CIELO stands for Crystals In Ethyl-acetate Leisurely OTC (Over The Counter).


In this TEK, aqueous cactus paste is broken down with microwave radiation, basified with lime, made clumpy with CaCl2, and extracted with ethyl acetate. The extract is salted with citric acid to precipitate mescaline citrate crystals directly in the solvent.

Materials

  • Quart jars with LDPE or PP plastic lids (e.g. below)
  • Food scale
  • 300g water
  • 100g powdered dry cacti
  • Microwave
  • 25g Ca(OH)2 (lime)
  • 25g anhydrous CaCl2
  • ~ 1000g ethyl acetate ("MEK substitute")
  • pH paper
  • Citric acid
  • Filter (optional)
  • Shallow baking dish
  • Scraping tool (e.g. razor blade)


Plastics.png

Safety

Review ethyl acetate's safety information[1] and check the manufacture's MSDS to verify you have pure ethyl acetate.

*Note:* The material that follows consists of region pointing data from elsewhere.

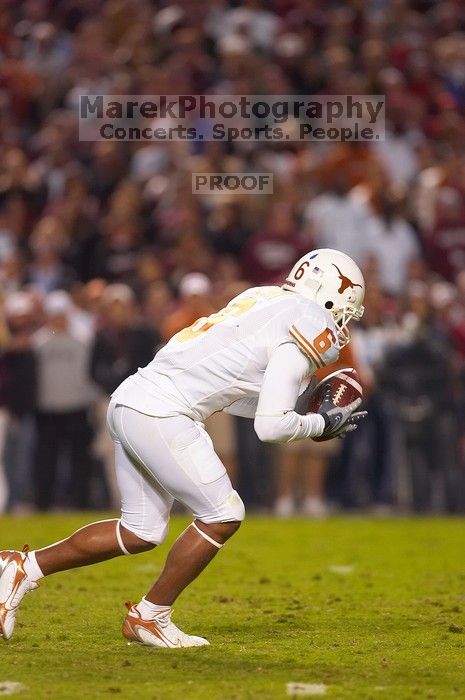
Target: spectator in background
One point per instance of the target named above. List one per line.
(64, 396)
(20, 391)
(269, 252)
(390, 241)
(334, 219)
(122, 344)
(47, 271)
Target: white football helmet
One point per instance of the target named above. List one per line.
(332, 280)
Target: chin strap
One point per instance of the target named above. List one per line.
(120, 539)
(206, 537)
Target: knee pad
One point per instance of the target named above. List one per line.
(154, 536)
(231, 509)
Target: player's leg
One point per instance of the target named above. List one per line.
(182, 455)
(145, 512)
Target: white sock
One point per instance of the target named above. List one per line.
(149, 610)
(31, 567)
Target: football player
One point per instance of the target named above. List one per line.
(249, 359)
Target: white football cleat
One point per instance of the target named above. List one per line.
(14, 584)
(159, 632)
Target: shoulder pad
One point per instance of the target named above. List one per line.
(315, 335)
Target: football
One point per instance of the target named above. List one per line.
(345, 386)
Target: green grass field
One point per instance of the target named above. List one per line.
(391, 624)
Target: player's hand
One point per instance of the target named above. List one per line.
(339, 420)
(303, 401)
(351, 424)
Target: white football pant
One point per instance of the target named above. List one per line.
(160, 459)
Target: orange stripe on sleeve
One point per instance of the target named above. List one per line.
(306, 347)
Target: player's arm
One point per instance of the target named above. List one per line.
(245, 408)
(275, 419)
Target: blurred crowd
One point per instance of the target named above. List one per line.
(105, 253)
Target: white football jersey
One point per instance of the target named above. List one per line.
(222, 358)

Each adult individual needs to find and review any other relevant safety information throughly and make their own personal decision on proceeding.

Process

Paste

Mix water and cactus powder in a a quart jar. Microwave in short bursts, interrupting the irradiation so the paste does not swell over the rim. This can get to be only a few seconds, so patience is required. Stir frequently and keep track of evaporation with a food scale. Paste color will change from green to tan. Once ~55g of water evaporate microwaving is complete.

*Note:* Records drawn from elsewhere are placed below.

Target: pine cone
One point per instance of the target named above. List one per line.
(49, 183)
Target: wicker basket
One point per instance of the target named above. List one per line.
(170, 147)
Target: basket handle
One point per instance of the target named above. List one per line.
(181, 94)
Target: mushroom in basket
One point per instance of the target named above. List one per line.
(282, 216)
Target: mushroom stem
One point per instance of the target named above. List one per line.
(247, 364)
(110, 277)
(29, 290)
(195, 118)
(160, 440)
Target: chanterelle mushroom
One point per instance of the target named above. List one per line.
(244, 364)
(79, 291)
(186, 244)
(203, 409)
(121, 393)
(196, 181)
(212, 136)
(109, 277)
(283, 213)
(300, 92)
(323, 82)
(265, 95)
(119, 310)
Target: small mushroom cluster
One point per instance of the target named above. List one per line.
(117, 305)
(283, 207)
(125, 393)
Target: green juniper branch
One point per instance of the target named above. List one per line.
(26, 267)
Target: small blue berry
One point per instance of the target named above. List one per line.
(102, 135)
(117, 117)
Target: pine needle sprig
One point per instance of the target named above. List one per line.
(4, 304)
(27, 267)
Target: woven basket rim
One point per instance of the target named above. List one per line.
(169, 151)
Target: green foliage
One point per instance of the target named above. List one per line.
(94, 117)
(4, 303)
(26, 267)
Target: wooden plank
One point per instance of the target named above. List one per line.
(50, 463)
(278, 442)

Mix in lime until homogeneous and then mix in CaCl2 until paste breaks up into spongy clumps.


With a little practice this step can be done in under an hour, but it does require some elbow grease. See image below from initial green water paste and final clumpy tan paste.

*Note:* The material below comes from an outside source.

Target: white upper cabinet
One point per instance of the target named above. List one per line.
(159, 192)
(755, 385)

Screenshot 20210310-053131.png

Pull

Add ~ 200g of ethyl acetate to the paste making the jar ~3/4 full and seal with proper lid. Extract for at least 20 minutes regularly shaking every once in a while. Allow to rest and settle for at least 15 minutes and decant to a second jar.


Pull three more times. Progress can be monitored with pH paper (green color indicates free base presence - see middle of image bellow). Paste will change during the pulls and become gunky. When working with a gunky paste, stir, don't shake.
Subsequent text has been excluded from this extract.